Motion dénonçant l’insuffisance des moyens alloués à notre EPLE

 

Motion présentée par :

-        les enseignants syndiqués FSU (SNES et SNEP) et Sud Education ainsi que les non syndiqués

-        les représentants de parents d’élèves FCPE et ADESU

-        les représentants élèves

 

Le CA du lycée Charles Gide d’UZES réuni le 11 février 2010 dénonce la dégradation des conditions d’études et d’enseignement découlant de la politique gouvernementale, et plus particulièrement de la mise en œuvre de la réforme du lycée à la rentrée, qui asphyxie le Service Public d’Éducation.

Les représentants du CA du lycée Charles Gide d’Uzès, ont donc décidé de présenter une motion démontrant que l’Etat n’assume pas ses engagements et impose une  Dotation Globale Horaire (DGH) insuffisante :

 

- La DGH allouée à notre établissement est de 973 Heures Poste et 106 Heures Sup.
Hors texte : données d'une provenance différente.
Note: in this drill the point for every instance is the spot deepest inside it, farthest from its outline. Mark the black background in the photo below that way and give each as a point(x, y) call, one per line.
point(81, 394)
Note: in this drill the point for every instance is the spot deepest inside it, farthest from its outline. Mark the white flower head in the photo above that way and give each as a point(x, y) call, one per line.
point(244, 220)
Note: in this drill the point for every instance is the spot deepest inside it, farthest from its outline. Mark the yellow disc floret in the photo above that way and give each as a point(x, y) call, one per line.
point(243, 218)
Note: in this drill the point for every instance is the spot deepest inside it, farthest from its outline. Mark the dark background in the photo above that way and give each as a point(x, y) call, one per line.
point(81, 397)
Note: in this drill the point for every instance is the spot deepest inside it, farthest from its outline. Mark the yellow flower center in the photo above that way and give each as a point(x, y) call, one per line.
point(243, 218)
Année

soit une perte de 10h par rapport à celle de cette année alors que les effectifs devraient être en hausse,

or le Ministre de l’Education Nationale a donner injonction aux Recteurs, dans la note de service DGECO A n°2010_0002 : de veiller au « maintien des taux d’encadrement pour le lycée » et il précise que « cette enveloppe (la DGH) doit être fixée de telle manière que les établissements retrouvent au minimum, à effectif constant, des moyens équivalents à ceux qui leur étaient antérieurement affectés »

La consigne donnée aux recteurs est claire : chaque établissement doit se voir garantir, a minima, la même dotation que par le passé.

C’est donc 10 h qui manquent dans notre DGH pour respecter les engagements du Ministre.

 

- Le nombre d’élèves dans notre établissement devrait être supérieur en première par rapport à celui de cette année puisque nous avons 10 classes de secondes cette année alors que nous n’en avions que 9 l’année dernière. Il devrait donc y avoir plus d’élèves en première en 2010/2011, ce que le Rectorat ne prend pas en compte puisqu’il nous donne les mêmes moyens pour l’année prochaine.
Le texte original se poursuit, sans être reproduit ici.